Is it possible to show that
$\left(\chi(0)\chi(2)-\chi(1)^{2}\right)\left(\chi(4)\chi(2)-\chi(3)^{2}\right)-\left(\chi(3)\chi(1)-\chi(2)^{2}\right)^{2}\geq0$
Note: I believe that
$\chi(0)\chi(2)-\chi(1)^{2}\geq0$
$\chi(4)\chi(2)-\chi(3)^{2}\geq0$
follows from the Cauchy-Schwarz inequality. (correct me if I am wrong about this).
This inequality is false in general, by homogeneity considerations.
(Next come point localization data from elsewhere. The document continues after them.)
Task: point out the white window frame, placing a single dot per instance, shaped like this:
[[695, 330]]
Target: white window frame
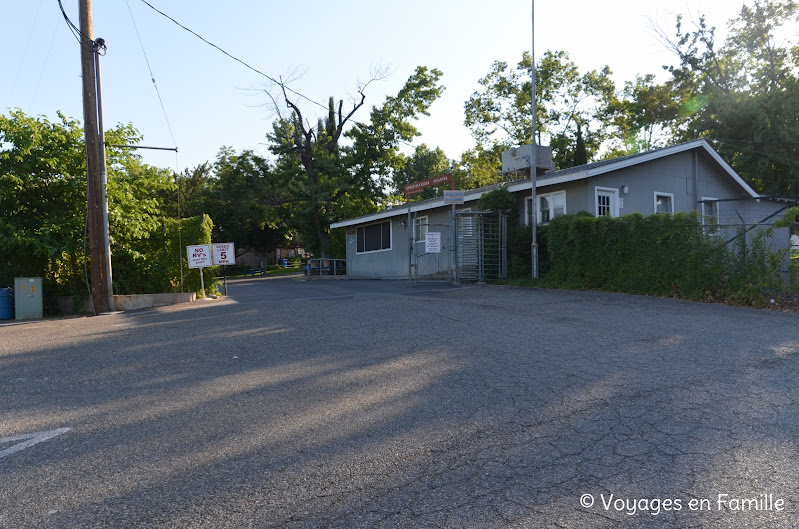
[[470, 225], [538, 216], [390, 237], [661, 194], [420, 221], [706, 216], [614, 203]]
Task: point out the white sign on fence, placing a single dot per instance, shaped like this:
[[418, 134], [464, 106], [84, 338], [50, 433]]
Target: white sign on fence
[[432, 243], [199, 255], [224, 253]]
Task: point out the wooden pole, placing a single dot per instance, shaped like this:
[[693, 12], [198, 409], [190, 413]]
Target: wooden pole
[[99, 286]]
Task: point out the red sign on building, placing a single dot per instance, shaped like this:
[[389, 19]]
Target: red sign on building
[[417, 187]]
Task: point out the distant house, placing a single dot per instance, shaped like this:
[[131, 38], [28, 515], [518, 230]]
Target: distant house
[[687, 177]]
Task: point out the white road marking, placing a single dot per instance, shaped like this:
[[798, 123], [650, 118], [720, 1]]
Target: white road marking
[[28, 440]]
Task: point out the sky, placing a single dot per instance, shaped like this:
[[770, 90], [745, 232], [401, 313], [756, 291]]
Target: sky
[[320, 49]]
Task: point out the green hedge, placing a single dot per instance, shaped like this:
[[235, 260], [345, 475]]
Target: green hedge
[[664, 255], [153, 264]]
Indeed, it can be rewritten as $L(x)\ge R(x)$, where $L(x):=\left(\chi(0)\chi(2)-\chi(1)^{2}\right)\left(\chi(4)\chi(2)-\chi(3)^{2}\right)$ and $R(x):=\chi(3)\chi(1)-\chi(2)^{2}$. Take any non-constant positive $x$, so that, by the Cauchy--Schwarz inequality, $R(x)>0$. Then for small enough $t>0$ we have $L(tx)=t^8L(x)<t^4R(x)=R(tx)$.
Added in response to the OP fixing the typo: The inequality is now true. Indeed, let $m_j:=\chi(j)$. Without loss of generality, $m_0 m_2-m_1^2>0$, by the Cauchy--Schwarz inequality. The matrix $M:=[m_{i+j}]_{i,j=0}^2$ is positive semidefinite. This follows because \begin{equation} 0\le\int_0^1\Big(\sum_{i=0}^2 a_i\, x(t)^i\Big)^2f(t)\,dt=\sum_{i,j=0}^2 m_{i+j}a_i a_j \end{equation} for all real $a_0,a_1,a_2$.
So, the determinant of $M$ is $\ge0$, which is equivalent to \begin{equation} m_4\ge m_4^*:=\frac{m_2^3-2 m_1 m_3 m_2+m_0 m_3^2}{m_0 m_2-m_1^2}. \end{equation} On the other hand, the difference between the left and right sides of your inequality (with $m_j$ in place of $\chi(j)$) is increasing in $m_4$, and the value of this difference is $0$ at $m_4=m_4^*$. Thus, your inequality follows.